Jacques Strauss’ The Curator is, first and foremost, disturbing and unsettling. It makes you feel repulsed and disgusted, yet eager to read on. Set in Strauss’ native South Africa, flitting between the events of 1976 and 1996, its plot simultaneously shows the immediate aftermath of the murder of a family and how the effects of it are still felt twenty years later.
In Werner Deyer, Strauss creates a fantastically wretched, pathetic and dislikeable character. From the start, Werner’s actions are awful and shocking as he “gently pours the warm urine over his father’s crotch”. We quickly learn of Werner’s loathsome nature and his dysfunctional relationship with his parents. To begin with, as he plans to end his bedridden father’s life in order to escape the burden and move on with his own life, Werner’s thoughts and actions are humorous- in particular his assumptions that his Nigerian neighbours are drug-dealers. .However, later in the novel he becomes much more messy and unstable, as he finds himself dealing with an alcohol addiction.
In the earlier timeline, the plot follows the actions of Werner as a young boy, his father Hendrik and their worker Styen. Strauss brings together the individual paths of these characters and weaves them together brilliantly to reveal increasingly more about their actions and the causes of those deeds. On several occasions Strauss makes a point of showing one aspect of a character, giving an initial impression, then later revealing more to change how we sympathise with them.
The most enjoyable aspect of this novel is learning more about why Werner is the way he is. All of the events combine to reach a gripping ending which, despite his countless personality defects, still evokes sympathy towards the protagonist.
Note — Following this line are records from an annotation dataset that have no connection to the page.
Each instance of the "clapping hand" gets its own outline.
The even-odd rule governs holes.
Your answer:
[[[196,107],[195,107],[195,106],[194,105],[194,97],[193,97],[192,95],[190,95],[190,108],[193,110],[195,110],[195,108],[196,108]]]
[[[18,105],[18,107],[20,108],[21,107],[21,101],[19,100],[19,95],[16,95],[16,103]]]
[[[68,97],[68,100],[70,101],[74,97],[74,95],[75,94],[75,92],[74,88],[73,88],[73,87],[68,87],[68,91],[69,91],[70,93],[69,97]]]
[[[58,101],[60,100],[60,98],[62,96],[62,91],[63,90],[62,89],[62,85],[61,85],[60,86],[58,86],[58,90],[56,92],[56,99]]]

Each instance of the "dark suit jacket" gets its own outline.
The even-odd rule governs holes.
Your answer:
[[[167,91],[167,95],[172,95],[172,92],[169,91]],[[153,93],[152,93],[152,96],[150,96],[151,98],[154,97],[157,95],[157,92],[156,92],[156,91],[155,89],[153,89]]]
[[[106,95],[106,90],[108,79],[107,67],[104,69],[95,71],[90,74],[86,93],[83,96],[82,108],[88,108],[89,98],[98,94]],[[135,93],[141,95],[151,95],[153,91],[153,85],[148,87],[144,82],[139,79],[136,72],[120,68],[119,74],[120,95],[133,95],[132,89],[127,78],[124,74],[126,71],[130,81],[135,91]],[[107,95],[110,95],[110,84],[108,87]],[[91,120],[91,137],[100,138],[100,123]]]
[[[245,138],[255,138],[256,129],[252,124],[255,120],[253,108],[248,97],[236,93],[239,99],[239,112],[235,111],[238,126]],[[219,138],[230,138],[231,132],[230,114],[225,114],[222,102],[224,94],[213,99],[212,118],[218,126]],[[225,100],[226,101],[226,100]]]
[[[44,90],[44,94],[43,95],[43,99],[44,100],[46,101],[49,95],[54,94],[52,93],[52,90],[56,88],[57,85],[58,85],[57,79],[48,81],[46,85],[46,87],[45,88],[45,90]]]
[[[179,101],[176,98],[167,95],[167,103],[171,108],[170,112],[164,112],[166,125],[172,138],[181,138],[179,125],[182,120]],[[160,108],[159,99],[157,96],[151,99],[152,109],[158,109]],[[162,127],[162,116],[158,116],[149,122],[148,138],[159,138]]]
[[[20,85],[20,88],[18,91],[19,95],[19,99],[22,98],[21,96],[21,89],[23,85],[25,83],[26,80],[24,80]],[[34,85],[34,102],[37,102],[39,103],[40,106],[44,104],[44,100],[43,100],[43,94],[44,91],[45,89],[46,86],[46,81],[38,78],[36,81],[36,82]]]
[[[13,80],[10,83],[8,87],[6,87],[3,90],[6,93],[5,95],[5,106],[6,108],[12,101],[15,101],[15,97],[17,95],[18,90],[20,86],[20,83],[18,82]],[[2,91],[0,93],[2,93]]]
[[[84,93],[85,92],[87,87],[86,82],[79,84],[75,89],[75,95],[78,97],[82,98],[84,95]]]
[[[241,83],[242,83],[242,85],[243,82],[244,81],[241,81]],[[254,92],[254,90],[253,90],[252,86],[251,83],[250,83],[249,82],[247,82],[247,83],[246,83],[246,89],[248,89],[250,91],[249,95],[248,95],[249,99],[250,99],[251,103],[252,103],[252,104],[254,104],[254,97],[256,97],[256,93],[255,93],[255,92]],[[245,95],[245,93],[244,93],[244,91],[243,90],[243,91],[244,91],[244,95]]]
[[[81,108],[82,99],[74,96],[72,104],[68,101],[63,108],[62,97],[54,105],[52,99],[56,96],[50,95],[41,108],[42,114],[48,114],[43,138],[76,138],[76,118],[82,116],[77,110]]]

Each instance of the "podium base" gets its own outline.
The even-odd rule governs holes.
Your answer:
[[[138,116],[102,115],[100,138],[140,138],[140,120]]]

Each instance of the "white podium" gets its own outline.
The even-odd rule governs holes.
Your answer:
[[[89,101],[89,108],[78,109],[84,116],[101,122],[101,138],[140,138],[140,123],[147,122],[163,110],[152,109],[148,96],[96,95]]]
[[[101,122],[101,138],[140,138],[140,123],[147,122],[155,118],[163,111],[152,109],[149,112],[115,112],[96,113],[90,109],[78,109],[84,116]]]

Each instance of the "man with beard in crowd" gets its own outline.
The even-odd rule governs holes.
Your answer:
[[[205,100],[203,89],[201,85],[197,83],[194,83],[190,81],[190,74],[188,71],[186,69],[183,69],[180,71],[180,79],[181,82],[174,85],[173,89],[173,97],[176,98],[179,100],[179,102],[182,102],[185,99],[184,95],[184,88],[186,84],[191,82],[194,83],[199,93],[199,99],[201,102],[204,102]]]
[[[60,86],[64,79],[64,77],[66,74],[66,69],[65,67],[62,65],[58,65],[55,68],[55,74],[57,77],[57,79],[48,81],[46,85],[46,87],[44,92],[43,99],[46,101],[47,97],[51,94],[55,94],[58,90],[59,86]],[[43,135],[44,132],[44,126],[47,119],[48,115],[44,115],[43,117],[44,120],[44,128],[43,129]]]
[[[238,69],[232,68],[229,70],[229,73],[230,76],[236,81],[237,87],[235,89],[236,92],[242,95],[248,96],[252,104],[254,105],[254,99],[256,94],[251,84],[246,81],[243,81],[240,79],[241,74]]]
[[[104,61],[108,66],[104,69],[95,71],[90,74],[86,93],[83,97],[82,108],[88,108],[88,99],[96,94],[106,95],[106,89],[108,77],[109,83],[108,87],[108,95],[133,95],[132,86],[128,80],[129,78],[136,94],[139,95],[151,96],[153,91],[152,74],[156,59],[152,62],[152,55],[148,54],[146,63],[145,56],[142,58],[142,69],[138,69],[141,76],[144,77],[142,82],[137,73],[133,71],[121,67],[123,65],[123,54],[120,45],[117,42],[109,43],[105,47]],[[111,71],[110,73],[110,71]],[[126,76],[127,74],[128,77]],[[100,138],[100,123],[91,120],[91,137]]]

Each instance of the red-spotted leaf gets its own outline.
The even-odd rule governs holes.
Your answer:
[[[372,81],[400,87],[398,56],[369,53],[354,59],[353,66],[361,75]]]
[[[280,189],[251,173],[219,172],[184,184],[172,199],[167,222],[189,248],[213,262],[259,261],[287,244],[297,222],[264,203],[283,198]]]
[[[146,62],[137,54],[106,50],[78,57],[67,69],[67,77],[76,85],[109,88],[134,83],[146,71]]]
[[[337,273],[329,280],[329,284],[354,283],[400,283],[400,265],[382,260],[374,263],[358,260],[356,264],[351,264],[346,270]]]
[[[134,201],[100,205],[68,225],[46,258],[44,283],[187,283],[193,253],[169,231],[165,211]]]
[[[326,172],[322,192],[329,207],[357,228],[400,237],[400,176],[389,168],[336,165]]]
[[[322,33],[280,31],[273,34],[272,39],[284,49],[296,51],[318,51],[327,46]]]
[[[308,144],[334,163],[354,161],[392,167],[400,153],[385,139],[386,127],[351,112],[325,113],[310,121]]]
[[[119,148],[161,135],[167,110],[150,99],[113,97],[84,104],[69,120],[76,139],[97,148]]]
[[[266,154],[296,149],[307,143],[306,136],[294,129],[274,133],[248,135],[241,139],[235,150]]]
Underneath all of his mistreatment of his brother Marius, his rebellion against his parents and his obscene language, there is an underlying yearning for love and acceptance. This is perhaps the most powerful aspect of The Curator, the presentation of a character who is so tortured and damaged that he is ultimately an anti-hero.
With the racial segregation of Apartheid as a backdrop, we see much conflict between different characters and indeed much of the story hinges on the relationships between the white and black characters in the novel. Strauss gives a strong sense of the sort of treatment and attitudes that prevailed during this time. The treatment of the blacks such as the maid Maria or the young girl Lerato is quite eye-opening. We see their owners treat them very poorly, forcing them to follow instructions without question. The use of the often harsh South African terms such as kaffir alongside the English narrative gives a strong indication of the hostility between the two races. However, a drawback to this novel is that there is nothing to help those unfamiliar with these words and phrases.
What gives Strauss’ work here “shock factor” are the perverse sexual encounters between the characters. They are described in a way that is neither too romanticised nor too vulgar but when realising to whom it is happening, you can’t help but feel uneasy and a little guilty yourself as you read on. As the story progresses, these aspects become stronger and more frequent. At first they serve as curious moments of exploration but soon they become something pivotal and lead to some very dark moments in the plot.
The Curator is a novel which continues to improve and become more engrossing towards the end as the humour gives way to darker events. Strauss’ simple but effective use of language makes the plot easy to follow and allows the action to stand out by not over-dressing it with an abundance of elaborate imagery and metaphors. The character of Werner is one readers will love to hate yet perhaps one they may still root for ultimately.